Education Mobility Across Generations

Grandparent and childSeveral researchers worldwide find a “grandparent effect” when studying socioeconomic mobility, which means older generations transmit their wealth and education to the next generation. In the Journal of Labor Economics, economist and IPR associate Joseph Ferrie and his colleagues test whether this effect applies to the United States in the 20th century by examining whether grandparents’ and parents’ education leads to more education for younger generations. Using data from the 1940 U.S. Census of Population, the Annual Social and Economic Supplement (ASEC) of the Current Population Survey (CPS), and the American Community Survey (ACS), the researchers create two two-generation samples and one three-generation sample. First, Ferrie and his colleagues investigate the relationship, or correlation, between parents’ education levels and their children’s to determine if children have an advantage and gain more education due to a more educated parent. They find that education persists across generations by about 20%, meaning younger generations benefit from the older generation. However, the researchers suspect that measurement error—in this case, whether people accurately report their education in surveys and if researchers can connect relatives across generations—incorrectly shows this large effect. Ferrie and his colleagues correct the measurement error and find the correlation between generations declines by 18.2%, suggesting older generations do not play a significant role in later generations’ educational outcomes. As inequality increases in the United States, this research has important implications for scholars and policymakers trying to identify the origins of inequality because it shows educational advantages do not transfer across generations.
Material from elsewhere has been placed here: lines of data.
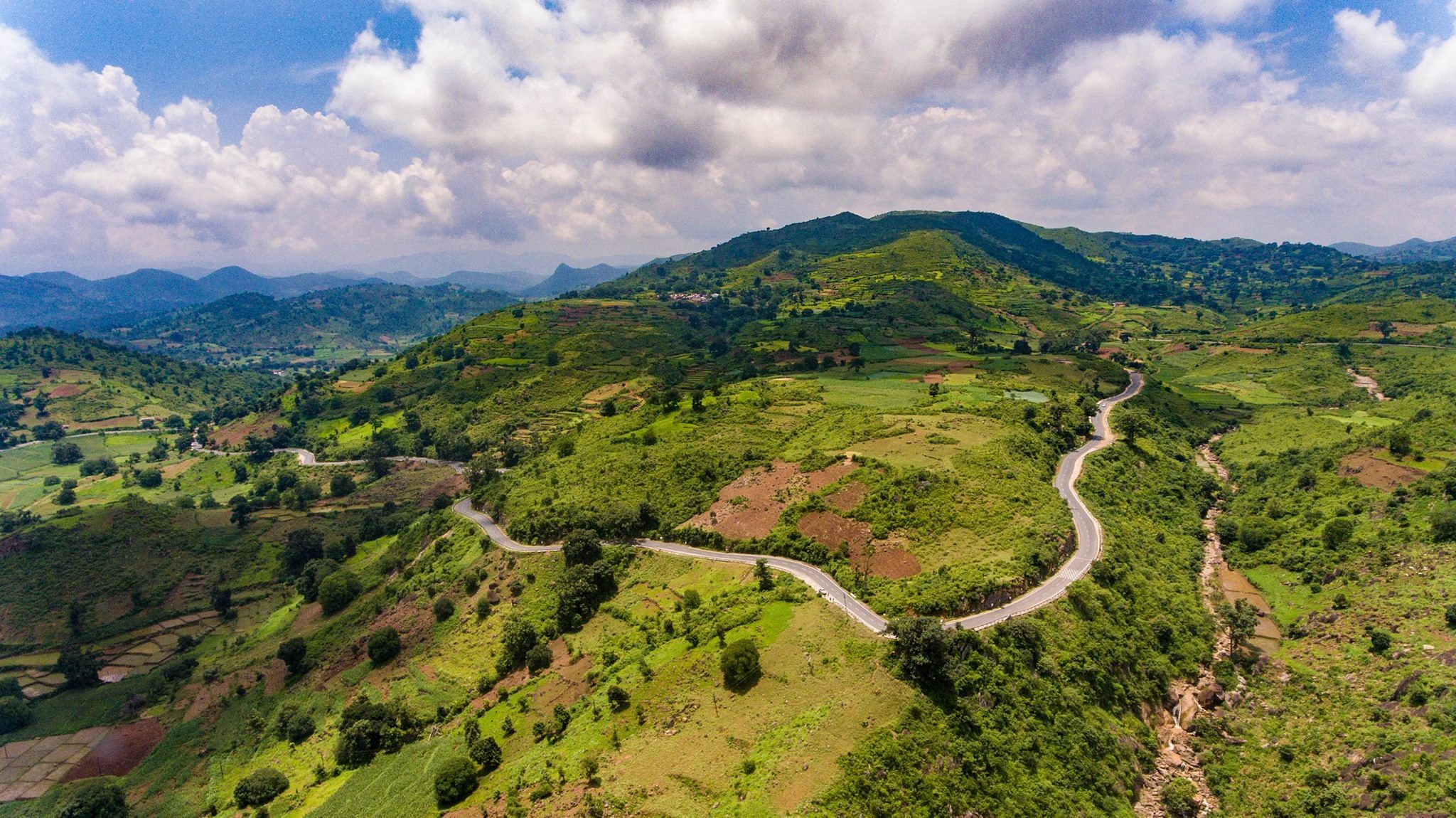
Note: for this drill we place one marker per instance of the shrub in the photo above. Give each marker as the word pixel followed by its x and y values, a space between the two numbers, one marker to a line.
pixel 455 779
pixel 619 698
pixel 15 713
pixel 1337 531
pixel 341 485
pixel 294 654
pixel 740 664
pixel 486 753
pixel 582 546
pixel 1443 524
pixel 1379 641
pixel 444 609
pixel 338 590
pixel 259 788
pixel 299 728
pixel 383 645
pixel 1178 800
pixel 97 800
pixel 66 453
pixel 537 658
Applying Partial Identification to Public Health

Most preventive medicine and public health researchers report exact values when assessing risks of illness or predicting treatment response. However, researchers must deal with missing data and may make unjustifiable assumptions about these gaps, leading to misleading conclusions. Manski and his colleagues recommend in the American Journal of Preventative Medicine that researchers use partial discovery, or partial identification, to determine more informative results, and they apply it to three real-world scenarios. Partial identification strategies provide a range of values and make more realistic assumptions about missing data. The first example looks at child vaccination data, which can be missing for several reasons, such as parents refusing to share information. Here, a partial identification approach helps identify the lowest possible vaccination rate and the highest. The second examines a trial investigating treatment for hypertension. Here only a small amount of outcome data are missing, which means researchers do not need to make assumptions about the missing data. A partial identification strategy determines a narrow range of options to help clinicians propose treatments to different patients. In the last example, they assess COVID-19 infection rates, which can be inaccurate due to missing data from untested people who are asymptomatic carriers of the virus, as well as tests that are not entirely accurate. A partial identification strategy gives more practical information about COVID-19 infection rates and underscores the need for better data and testing strategies. The researchers conclude that partial identification can address public health and preventative medicine issues, including the ongoing COVID-19 pandemic, estimating how common and severe infections are, and making decisions on potential vaccines and treatments based on preliminary clinical trials.